I'm not really sure how to do this with Spark Streaming, it is really giving me a headache. I have an input stream of some users, for example User1, User2, etc with some parameters, which are not important for now. Then I do some processing on those parameters and get a current state of the user, which can be, for example A, B, C, like this:
(User1, A)
(User2, B)
(User3, B)
In some other point in the near future I get a new set of events, which might be like this:
(User1, C)
(User2, B)
(User3, A)
Until now it is no problem. The tricky part is how to generate a RDD which could have a structure like this, for all of the events in the last X seconds:
(User1, (A, C))
(User2, (B, B))
(User3, (B, A))
If it is not obvious, I would like to generate a list of the previous states the user was in in the last X seconds.

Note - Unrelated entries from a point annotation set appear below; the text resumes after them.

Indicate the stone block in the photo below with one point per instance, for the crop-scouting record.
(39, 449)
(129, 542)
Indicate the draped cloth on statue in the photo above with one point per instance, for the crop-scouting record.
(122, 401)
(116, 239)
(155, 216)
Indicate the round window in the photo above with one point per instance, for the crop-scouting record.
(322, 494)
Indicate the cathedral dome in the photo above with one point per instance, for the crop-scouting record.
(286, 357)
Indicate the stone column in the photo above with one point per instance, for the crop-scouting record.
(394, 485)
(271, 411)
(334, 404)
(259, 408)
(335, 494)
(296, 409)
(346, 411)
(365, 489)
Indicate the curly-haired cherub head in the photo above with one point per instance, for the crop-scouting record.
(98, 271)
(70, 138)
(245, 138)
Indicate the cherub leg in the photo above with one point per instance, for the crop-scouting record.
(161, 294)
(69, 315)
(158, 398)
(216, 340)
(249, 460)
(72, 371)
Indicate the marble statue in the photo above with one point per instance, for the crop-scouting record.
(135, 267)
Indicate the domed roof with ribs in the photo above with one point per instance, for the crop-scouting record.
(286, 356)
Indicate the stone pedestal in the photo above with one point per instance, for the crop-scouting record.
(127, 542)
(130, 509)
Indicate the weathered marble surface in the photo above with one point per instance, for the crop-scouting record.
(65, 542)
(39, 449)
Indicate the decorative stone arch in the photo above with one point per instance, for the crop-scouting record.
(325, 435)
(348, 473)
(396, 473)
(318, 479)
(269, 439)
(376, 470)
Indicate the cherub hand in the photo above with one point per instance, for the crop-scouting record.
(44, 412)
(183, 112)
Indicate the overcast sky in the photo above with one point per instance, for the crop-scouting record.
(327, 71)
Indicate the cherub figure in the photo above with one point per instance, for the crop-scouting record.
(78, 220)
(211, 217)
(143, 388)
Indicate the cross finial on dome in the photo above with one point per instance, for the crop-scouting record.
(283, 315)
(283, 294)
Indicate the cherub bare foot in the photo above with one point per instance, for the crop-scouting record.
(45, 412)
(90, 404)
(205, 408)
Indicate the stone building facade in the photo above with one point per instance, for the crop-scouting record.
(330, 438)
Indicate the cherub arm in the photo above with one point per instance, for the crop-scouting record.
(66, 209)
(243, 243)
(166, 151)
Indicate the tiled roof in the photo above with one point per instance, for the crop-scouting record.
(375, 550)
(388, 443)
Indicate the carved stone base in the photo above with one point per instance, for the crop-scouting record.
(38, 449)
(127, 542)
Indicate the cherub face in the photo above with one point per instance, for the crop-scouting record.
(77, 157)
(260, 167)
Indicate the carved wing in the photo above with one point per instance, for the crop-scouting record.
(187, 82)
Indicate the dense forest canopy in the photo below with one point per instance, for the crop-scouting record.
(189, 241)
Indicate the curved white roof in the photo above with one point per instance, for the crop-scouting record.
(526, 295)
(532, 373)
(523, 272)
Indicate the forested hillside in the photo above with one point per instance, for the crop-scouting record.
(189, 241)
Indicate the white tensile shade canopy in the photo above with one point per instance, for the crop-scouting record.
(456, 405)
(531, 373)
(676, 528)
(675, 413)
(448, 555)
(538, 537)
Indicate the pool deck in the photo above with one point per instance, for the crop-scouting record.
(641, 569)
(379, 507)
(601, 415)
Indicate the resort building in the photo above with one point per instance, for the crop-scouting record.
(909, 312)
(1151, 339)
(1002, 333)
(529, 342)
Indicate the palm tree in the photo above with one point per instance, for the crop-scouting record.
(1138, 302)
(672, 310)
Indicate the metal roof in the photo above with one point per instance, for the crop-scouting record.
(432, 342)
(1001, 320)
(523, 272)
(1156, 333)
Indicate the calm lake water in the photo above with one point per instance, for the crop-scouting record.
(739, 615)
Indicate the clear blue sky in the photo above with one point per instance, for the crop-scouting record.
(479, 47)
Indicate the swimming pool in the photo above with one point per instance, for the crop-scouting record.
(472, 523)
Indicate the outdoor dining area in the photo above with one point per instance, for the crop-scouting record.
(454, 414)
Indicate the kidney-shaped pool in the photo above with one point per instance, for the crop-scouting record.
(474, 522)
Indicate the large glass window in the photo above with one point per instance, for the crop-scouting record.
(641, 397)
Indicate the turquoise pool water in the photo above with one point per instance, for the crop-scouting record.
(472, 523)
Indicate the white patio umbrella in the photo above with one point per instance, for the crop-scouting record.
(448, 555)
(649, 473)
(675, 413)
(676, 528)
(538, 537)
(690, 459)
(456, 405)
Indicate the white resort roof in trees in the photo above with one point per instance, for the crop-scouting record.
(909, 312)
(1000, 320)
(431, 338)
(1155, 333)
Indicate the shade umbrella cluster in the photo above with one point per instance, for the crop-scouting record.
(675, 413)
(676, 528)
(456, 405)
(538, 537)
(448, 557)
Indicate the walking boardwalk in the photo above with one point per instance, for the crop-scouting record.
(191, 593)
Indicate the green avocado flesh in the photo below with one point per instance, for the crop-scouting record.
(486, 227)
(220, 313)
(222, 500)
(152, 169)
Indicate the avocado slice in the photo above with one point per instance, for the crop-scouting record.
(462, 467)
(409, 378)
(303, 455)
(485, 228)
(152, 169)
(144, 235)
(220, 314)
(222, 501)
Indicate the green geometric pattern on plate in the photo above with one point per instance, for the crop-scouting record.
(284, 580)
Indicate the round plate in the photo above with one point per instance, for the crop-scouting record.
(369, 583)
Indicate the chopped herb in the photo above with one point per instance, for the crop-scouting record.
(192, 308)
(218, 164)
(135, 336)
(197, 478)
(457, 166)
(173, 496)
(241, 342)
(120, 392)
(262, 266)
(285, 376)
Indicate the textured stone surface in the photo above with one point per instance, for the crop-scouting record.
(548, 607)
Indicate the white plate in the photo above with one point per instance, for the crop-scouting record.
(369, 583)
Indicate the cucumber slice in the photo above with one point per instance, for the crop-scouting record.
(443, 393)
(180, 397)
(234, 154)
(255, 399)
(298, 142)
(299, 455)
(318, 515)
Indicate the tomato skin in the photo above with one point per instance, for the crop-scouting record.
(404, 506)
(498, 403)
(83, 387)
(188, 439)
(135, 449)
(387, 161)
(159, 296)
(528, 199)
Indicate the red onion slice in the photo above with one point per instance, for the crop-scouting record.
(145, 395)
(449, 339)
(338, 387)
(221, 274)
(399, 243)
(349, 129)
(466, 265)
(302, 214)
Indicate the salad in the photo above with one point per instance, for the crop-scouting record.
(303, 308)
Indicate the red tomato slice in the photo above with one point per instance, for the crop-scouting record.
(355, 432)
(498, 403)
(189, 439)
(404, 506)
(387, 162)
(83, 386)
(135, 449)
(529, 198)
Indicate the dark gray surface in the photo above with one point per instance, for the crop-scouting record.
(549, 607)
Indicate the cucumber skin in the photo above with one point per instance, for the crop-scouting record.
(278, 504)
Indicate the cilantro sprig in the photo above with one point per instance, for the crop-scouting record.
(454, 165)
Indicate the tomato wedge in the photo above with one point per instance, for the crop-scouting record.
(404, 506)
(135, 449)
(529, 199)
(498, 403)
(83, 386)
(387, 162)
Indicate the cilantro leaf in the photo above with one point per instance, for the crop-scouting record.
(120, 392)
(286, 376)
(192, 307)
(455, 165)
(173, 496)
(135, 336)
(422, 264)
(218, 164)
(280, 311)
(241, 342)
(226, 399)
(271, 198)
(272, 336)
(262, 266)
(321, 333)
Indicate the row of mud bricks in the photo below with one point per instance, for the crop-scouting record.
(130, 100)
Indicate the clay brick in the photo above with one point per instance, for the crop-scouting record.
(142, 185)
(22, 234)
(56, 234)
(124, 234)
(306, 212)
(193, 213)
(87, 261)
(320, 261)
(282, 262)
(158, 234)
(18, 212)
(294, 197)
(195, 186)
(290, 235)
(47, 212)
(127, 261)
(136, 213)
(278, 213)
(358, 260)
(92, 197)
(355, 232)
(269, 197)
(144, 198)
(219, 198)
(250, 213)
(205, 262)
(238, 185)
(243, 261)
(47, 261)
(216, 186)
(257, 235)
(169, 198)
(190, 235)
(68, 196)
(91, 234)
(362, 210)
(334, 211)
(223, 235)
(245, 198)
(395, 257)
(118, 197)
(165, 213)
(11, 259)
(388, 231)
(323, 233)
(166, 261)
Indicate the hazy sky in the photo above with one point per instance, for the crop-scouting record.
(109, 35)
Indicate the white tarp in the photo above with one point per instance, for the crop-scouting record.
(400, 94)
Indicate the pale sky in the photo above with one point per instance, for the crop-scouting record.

Is there a way of achieving this with Spark Streaming? Until now I would usually do this with Esper, but Spark Streaming still looks something useful for the job.
I'm not limiting myself to a tuple in the examples above, the parenthesis are only for explaining the process.
Edit:
Here is a code example I have so far.
val userZone = positions.map(position =>
if (
position.latitude > 45.445 &&
position.latitude < 45.48 &&
position.longitude > 9.14 &&
position.longitude < 9.24)
(position, "center")
else (position, "out")
val groupedByZones = userZone.groupByKeyAndWindow(Seconds(120))
groupedByZones.foreachRDD(rdd =>
{
rdd.foreach(record => {
println(record._1.userid + ":" + record._2)
})
})
So my desired output should be something like:
U1: (center, out, center)
U2 (center,center,out)...
But for now I'm only getting separate values like:
U1 : center
U1 : out
U1 : center
I hope I'm being clear.
So there are a few ways to do this in Spark Streaming. The simplest that comes to mind is groupByKeyAndWindow (which you can see in http://spark.apache.org/docs/latest/api/scala/index.html#org.apache.spark.streaming.dstream.PairDStreamFunctions ).